It was published in 2006 but if read it today, you will probably find it more relevant than several other programming and development books written two months ago. This is because Getting Real is not about a language or technology. It isn't about the latest cutting-edge development framework. Getting Real describes a way of thinking, describes an effective approach ideally suited to develop web based software.
To describe the book with the authors' words:
Getting Real is about skipping all the stuff that represents real and actually building the real things.
Getting Real is less. Less mass, less software, less of everything that's not essential.
Getting Real is about iterations and lowering the cost of change.
My two cents
Getting Real is one of the best books I ever read about development methodologies since a long time. When I was reading the book, I had the same awesome feeling I first noticed when I read The Pragmatic Programmers book.
As an entrepreneur and the co-founder of RoboDomain, Getting Real has been a valuable resource. I discovered that several techniques and processes we applied to RoboDomain are proven to be successful and there's still plenty of new things to be done to improve ourself and our product.
Getting Real is not the kind of book you can read and say "from tomorrow we have to start following all these guidelines". You need to be ready to acknowledge the ideas it contains.
As you probably understood, I really enjoyed this book and I strongly recommend it.

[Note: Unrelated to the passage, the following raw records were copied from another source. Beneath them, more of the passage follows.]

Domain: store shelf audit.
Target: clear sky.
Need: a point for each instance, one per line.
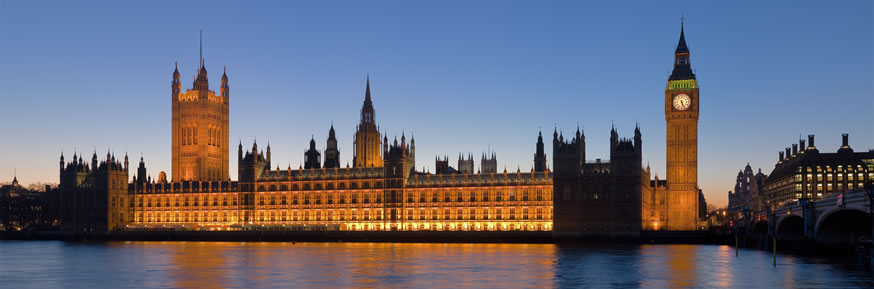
(462, 76)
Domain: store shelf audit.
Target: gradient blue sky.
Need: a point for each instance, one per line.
(462, 76)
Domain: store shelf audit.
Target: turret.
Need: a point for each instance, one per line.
(225, 89)
(845, 144)
(268, 154)
(94, 160)
(142, 177)
(638, 140)
(811, 146)
(312, 156)
(539, 155)
(176, 85)
(240, 153)
(332, 154)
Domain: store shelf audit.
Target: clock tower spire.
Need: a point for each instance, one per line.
(681, 116)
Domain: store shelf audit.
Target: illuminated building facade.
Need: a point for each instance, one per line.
(747, 193)
(802, 172)
(382, 190)
(200, 122)
(385, 197)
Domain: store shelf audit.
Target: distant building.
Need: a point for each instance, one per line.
(200, 124)
(597, 199)
(93, 197)
(539, 155)
(802, 172)
(382, 190)
(747, 191)
(312, 157)
(22, 208)
(489, 163)
(465, 165)
(368, 145)
(332, 153)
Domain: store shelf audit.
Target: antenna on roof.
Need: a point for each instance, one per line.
(201, 47)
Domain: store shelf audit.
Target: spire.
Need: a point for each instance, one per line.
(201, 47)
(681, 46)
(682, 66)
(201, 81)
(367, 100)
(367, 109)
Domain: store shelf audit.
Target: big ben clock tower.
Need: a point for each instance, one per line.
(681, 115)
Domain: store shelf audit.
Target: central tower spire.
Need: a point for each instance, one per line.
(367, 139)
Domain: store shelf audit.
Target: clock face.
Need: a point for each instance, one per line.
(682, 102)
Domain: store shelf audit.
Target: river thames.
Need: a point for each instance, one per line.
(55, 264)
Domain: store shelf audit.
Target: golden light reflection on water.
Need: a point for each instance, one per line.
(386, 265)
(681, 261)
(223, 265)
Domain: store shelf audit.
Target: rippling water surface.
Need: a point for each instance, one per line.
(331, 265)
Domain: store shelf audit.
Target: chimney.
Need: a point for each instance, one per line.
(810, 141)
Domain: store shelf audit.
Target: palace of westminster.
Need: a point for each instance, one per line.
(382, 190)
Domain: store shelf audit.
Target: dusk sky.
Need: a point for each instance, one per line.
(460, 76)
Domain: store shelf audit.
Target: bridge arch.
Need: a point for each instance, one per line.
(789, 227)
(760, 227)
(842, 226)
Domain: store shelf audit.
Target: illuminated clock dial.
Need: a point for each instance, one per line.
(682, 102)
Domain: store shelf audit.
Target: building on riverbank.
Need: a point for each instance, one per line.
(803, 172)
(382, 190)
(747, 193)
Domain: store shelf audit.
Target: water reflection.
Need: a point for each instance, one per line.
(282, 265)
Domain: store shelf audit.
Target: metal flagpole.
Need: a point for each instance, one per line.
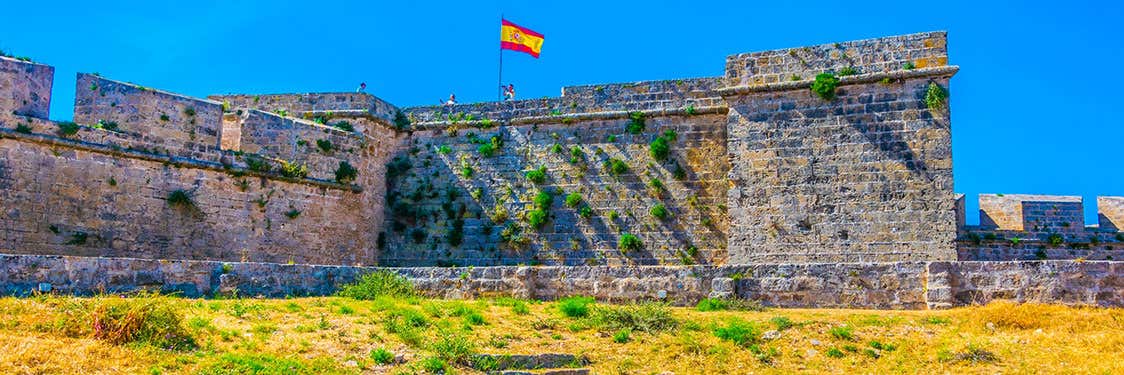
(500, 84)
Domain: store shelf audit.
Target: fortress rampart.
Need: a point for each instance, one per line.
(631, 186)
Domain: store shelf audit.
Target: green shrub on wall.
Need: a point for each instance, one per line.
(345, 173)
(68, 128)
(635, 122)
(616, 166)
(825, 85)
(935, 95)
(537, 175)
(293, 170)
(572, 200)
(659, 211)
(630, 243)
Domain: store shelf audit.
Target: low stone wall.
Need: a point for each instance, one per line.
(647, 95)
(868, 285)
(25, 88)
(178, 124)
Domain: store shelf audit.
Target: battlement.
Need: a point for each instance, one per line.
(25, 88)
(884, 54)
(308, 106)
(1040, 227)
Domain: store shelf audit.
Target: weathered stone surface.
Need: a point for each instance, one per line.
(863, 177)
(868, 285)
(25, 88)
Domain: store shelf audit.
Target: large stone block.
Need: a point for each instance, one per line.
(25, 88)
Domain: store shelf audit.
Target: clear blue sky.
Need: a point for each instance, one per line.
(1036, 104)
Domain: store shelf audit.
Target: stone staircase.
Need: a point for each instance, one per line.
(541, 364)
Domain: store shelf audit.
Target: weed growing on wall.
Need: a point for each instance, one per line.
(401, 121)
(537, 175)
(825, 85)
(293, 170)
(659, 211)
(375, 284)
(572, 200)
(344, 126)
(68, 128)
(635, 124)
(630, 243)
(345, 173)
(616, 166)
(935, 95)
(180, 198)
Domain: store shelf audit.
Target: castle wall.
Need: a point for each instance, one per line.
(646, 95)
(1022, 227)
(861, 285)
(179, 125)
(309, 106)
(68, 201)
(25, 88)
(493, 200)
(866, 176)
(1111, 212)
(885, 54)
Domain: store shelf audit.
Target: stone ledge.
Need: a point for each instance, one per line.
(580, 117)
(53, 140)
(867, 285)
(848, 80)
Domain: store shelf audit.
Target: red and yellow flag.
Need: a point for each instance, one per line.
(516, 37)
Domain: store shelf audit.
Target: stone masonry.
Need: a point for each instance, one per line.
(746, 184)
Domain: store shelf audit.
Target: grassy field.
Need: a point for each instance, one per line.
(404, 335)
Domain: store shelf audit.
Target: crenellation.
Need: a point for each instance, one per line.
(25, 89)
(1111, 213)
(746, 184)
(174, 122)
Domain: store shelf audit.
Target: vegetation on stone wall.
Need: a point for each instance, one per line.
(825, 85)
(346, 173)
(635, 122)
(68, 128)
(935, 95)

If you ever developed a web application or if you're going to develop one. If you are an entrepreneur, designer or programmer. If concepts like versioning, agile development, iterations, continuous integration, testing and customer satisfaction mean something for you, then you will probably appreciate Getting Real.
And if you love meetings, spend several time writing specs, work several months before having a working version of your product, Getting Real might be a good book for, given that you read it by trying to understand why a specific approach has proven to be successful, rather than assuming this is just hot air.
The book is organized in 16 chapters, each one containing several essays.
Chapters includes all the aspects of a product lifecycle, from The Starting Line to Post-Launch, passing by Feature Selection, Code, Pricing and Signup and more.
An essay is usually no more than 2 pages long. The essay size is one of the best aspects of the book. Keeping essays short actually make it possible to read them very quickly. You can easily schedule your reading. Do you have only 15 minutes available? Open the book, pick the next essay and changes are you will finish it in 10 minutes.
If you want to get a preview of the content or read it online, the complete book is available online for free.
One more thing
I want to close this book review by quoting a couple of sentences that, in my opinion, better represent Getting Real.
Don't be a yes-man
Each time you say yes to a feature, you're adopting a child. You have to take your baby through a whole chain of events (e.g. design, implementation, testing, etc.). And once that feature's out there, you're stuck with it. Just try to take a released feature away from customers and see how pissed off they get.
Pay off your code and design "bills"
We usually think of debt in terms of money but it comes in other forms too. You can easily build up code and design debt. Hack together some bad code that's functional but still a bit hairy and you're building up debt.
The same way you should regularly put aside some of your income for taxes, regularly put aside some time to pay off your code and design debt. If you don't, you'll just be paying interest (fixing hacks) instead of paying down the principal (and moving forward).